Lin Clark: hmm, I can't hear what was said but Crell specifically requested we not create IRIs for each translation
Lin Clark: was talking about how to handle things in RDF [scribe assist by Stéphane Corlosquet]
Stéphane Corlosquet: not in JSON-LD
Lin Clark: what we've discussed before is that you lose the language handling for objects that are resources
Lin Clark: I don't think we want to have different subject IRIs between JSON-LD and other RDF formats
Manu Sporny: I'm not convinced that we need to model the data in the way Markus and Niklas are proposing. It works for Drupal folks but I don't think it's the right way to model it as RDF.

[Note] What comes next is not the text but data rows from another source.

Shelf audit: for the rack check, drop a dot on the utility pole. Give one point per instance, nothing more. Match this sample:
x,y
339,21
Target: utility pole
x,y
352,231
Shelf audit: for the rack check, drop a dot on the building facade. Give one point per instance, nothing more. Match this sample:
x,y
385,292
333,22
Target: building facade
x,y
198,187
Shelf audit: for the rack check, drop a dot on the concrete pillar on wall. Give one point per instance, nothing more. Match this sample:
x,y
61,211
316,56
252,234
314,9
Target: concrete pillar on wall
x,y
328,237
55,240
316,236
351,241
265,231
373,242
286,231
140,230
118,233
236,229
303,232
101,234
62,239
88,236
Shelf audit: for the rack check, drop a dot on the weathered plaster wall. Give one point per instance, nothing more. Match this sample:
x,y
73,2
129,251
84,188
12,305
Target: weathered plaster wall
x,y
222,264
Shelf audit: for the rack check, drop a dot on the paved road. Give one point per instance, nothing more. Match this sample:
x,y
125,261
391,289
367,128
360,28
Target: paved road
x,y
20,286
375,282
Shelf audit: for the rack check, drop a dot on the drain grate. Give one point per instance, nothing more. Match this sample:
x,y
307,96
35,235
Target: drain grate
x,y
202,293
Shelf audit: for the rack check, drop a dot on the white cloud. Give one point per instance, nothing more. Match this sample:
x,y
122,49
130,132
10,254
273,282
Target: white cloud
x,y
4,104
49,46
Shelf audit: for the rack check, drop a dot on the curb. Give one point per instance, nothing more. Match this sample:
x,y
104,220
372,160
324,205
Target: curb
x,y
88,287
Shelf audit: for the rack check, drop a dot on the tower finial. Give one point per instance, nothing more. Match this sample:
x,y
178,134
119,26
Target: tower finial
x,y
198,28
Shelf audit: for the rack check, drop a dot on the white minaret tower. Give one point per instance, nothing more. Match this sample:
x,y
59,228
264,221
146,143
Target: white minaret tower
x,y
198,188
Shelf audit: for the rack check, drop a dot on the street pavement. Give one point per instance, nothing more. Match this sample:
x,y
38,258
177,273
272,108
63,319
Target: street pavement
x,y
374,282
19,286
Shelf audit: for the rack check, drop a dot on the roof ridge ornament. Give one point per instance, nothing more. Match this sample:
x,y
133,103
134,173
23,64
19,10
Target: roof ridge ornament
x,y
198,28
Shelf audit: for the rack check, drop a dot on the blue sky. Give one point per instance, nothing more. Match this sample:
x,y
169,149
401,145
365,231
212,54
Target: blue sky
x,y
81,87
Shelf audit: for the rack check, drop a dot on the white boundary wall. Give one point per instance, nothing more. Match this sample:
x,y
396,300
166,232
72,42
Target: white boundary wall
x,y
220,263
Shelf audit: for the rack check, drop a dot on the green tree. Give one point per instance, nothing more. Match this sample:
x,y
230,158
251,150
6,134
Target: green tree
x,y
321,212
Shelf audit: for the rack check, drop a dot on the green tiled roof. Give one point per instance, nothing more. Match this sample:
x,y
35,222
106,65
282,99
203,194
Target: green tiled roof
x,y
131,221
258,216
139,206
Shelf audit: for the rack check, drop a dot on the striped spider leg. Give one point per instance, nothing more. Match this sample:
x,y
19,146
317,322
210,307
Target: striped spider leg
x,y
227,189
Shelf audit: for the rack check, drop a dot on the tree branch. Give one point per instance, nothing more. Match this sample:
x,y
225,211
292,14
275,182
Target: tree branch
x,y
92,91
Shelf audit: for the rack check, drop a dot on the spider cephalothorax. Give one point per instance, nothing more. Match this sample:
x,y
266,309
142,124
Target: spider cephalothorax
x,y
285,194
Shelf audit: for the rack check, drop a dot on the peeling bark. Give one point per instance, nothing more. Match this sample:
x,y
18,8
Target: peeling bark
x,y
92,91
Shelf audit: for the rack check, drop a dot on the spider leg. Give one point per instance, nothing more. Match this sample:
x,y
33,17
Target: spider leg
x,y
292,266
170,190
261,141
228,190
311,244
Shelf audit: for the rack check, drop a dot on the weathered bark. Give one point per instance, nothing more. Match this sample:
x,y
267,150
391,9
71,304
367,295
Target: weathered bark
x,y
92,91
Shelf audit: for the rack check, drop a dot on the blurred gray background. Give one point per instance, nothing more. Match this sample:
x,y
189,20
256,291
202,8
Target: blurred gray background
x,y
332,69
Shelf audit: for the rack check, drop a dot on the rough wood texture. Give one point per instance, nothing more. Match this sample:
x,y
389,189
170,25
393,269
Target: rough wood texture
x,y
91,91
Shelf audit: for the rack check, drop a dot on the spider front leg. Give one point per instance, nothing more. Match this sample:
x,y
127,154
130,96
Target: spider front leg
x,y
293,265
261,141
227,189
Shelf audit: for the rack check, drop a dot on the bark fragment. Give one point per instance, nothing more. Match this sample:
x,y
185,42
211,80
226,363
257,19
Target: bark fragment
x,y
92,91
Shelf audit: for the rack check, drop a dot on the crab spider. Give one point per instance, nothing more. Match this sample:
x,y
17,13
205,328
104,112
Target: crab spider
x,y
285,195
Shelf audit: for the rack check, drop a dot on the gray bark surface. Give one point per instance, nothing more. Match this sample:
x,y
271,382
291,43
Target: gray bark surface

Lin Clark: yes - we said we could discuss this outside the call [scribe assist by Stéphane Corlosquet]
Stéphane Corlosquet: we haven't decided or changed anything since when you dropped
... The other concern that I have is that JSON-LD should be able to cope with data as modeled, especially in cases such as Drupal when it's difficult to identify a right/wrong way of modeling data.
Lin Clark: yeah, I was able to get back in now
Manu Sporny: I think these are the options available to us right now:
Manu Sporny: 1) Ask Drupal to change the data model (non-starter),
Manu Sporny: 2) Adopt a 1-to-1 mapping between compact/expanded form for language maps, (adds complexity to syntax)
Manu Sporny: 3) Adopt a complex algorithm to reconstruct language maps from expanded form, (adds complexity to API, and may be non-deterministic)
Manu Sporny: 4) Model the data using BCP47 language code IRIs. (problematic from an RDF data model standpoint)
Manu Sporny: each has annoying down-sides.